In 1893 he joined, the Deutsche Gold and Silver Scheide Anstalt, of Frankfurt-am-Main, as chief technical adviser on mining and metallurgical matters, and conducted extensive metallurgical researches in that connection, which resulted in the introduction of far-reaching improvements in the recovery of the precious metals from ores.
For some years previous to his death he acted as consulting engineer to the Butters Patent Vacuum Filter Co., and it was on the occasion of a trip to San Francisco, where he was going to take up special work on behalf of his firm, that he chanced to be a passenger on the mammoth liner whose fate staggered humanity.

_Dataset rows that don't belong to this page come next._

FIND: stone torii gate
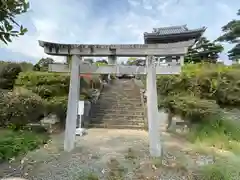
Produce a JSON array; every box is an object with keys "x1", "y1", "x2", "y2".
[{"x1": 39, "y1": 40, "x2": 194, "y2": 157}]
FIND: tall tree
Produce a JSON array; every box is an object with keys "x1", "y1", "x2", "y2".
[
  {"x1": 184, "y1": 37, "x2": 223, "y2": 63},
  {"x1": 216, "y1": 9, "x2": 240, "y2": 61},
  {"x1": 33, "y1": 58, "x2": 54, "y2": 71},
  {"x1": 0, "y1": 0, "x2": 29, "y2": 44}
]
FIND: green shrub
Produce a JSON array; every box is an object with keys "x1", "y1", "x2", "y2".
[
  {"x1": 157, "y1": 64, "x2": 240, "y2": 106},
  {"x1": 159, "y1": 94, "x2": 220, "y2": 122},
  {"x1": 196, "y1": 158, "x2": 240, "y2": 180},
  {"x1": 0, "y1": 92, "x2": 45, "y2": 129},
  {"x1": 0, "y1": 63, "x2": 22, "y2": 89},
  {"x1": 0, "y1": 129, "x2": 48, "y2": 162},
  {"x1": 47, "y1": 96, "x2": 68, "y2": 127},
  {"x1": 16, "y1": 71, "x2": 100, "y2": 99}
]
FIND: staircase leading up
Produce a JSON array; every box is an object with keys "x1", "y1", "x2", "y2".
[{"x1": 89, "y1": 79, "x2": 145, "y2": 129}]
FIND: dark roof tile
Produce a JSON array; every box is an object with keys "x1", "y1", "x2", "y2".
[{"x1": 144, "y1": 25, "x2": 206, "y2": 35}]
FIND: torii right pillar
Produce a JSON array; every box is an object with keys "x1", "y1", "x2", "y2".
[{"x1": 146, "y1": 56, "x2": 162, "y2": 157}]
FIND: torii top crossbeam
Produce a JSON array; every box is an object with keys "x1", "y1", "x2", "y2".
[{"x1": 39, "y1": 40, "x2": 195, "y2": 57}]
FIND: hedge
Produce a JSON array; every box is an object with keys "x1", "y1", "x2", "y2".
[
  {"x1": 159, "y1": 94, "x2": 220, "y2": 122},
  {"x1": 0, "y1": 92, "x2": 45, "y2": 129},
  {"x1": 16, "y1": 71, "x2": 101, "y2": 125},
  {"x1": 157, "y1": 64, "x2": 240, "y2": 106},
  {"x1": 0, "y1": 63, "x2": 22, "y2": 89}
]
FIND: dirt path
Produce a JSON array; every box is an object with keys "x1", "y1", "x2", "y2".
[{"x1": 0, "y1": 125, "x2": 218, "y2": 180}]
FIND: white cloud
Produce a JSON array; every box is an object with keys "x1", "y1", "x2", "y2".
[{"x1": 2, "y1": 0, "x2": 240, "y2": 60}]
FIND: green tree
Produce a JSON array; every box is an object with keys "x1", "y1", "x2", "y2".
[
  {"x1": 127, "y1": 57, "x2": 137, "y2": 66},
  {"x1": 33, "y1": 58, "x2": 54, "y2": 71},
  {"x1": 216, "y1": 9, "x2": 240, "y2": 61},
  {"x1": 0, "y1": 0, "x2": 29, "y2": 44},
  {"x1": 184, "y1": 37, "x2": 223, "y2": 63}
]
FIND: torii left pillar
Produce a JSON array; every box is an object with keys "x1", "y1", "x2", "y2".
[{"x1": 64, "y1": 55, "x2": 81, "y2": 152}]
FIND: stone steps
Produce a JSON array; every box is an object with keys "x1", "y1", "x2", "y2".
[
  {"x1": 92, "y1": 118, "x2": 144, "y2": 125},
  {"x1": 88, "y1": 80, "x2": 145, "y2": 129},
  {"x1": 88, "y1": 124, "x2": 144, "y2": 130},
  {"x1": 92, "y1": 111, "x2": 144, "y2": 118}
]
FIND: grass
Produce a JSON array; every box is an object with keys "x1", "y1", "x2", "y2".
[
  {"x1": 187, "y1": 119, "x2": 240, "y2": 155},
  {"x1": 184, "y1": 116, "x2": 240, "y2": 180},
  {"x1": 198, "y1": 158, "x2": 240, "y2": 180},
  {"x1": 0, "y1": 129, "x2": 48, "y2": 162}
]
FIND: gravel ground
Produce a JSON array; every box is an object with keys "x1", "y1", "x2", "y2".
[{"x1": 0, "y1": 125, "x2": 216, "y2": 180}]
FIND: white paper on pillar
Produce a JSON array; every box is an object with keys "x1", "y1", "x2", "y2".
[{"x1": 78, "y1": 101, "x2": 84, "y2": 115}]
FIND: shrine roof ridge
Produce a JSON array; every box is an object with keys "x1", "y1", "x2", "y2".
[
  {"x1": 38, "y1": 40, "x2": 193, "y2": 49},
  {"x1": 144, "y1": 25, "x2": 207, "y2": 36}
]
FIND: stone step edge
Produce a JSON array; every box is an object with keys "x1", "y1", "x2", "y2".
[{"x1": 88, "y1": 123, "x2": 144, "y2": 129}]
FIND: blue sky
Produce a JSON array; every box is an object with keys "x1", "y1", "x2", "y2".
[{"x1": 0, "y1": 0, "x2": 240, "y2": 63}]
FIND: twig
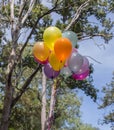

Mr. Julian was a prolific contributor to several learned societies, and he was the joint author, with Mr. E. Smart, of a standard work on “Cyaniding Gold and Silver Ores.” In the course of his professional career he had been a great traveller, visiting Mexico, the United States, Canada and the West Indies many times – he had actually crossed the Atlantic Ocean 13 times before his last and fatal trip – while in South Africa he had made extensive trips, and he was one of the first white men to visit the Zambesi Falls. Their Majesties the King and Queen, and the Queen Mother, each wrote touching letters of sympathy to Mrs. Julian on learning the sad fate of her husband.
Mr. Julian was elected a Member of the Institution in 1908.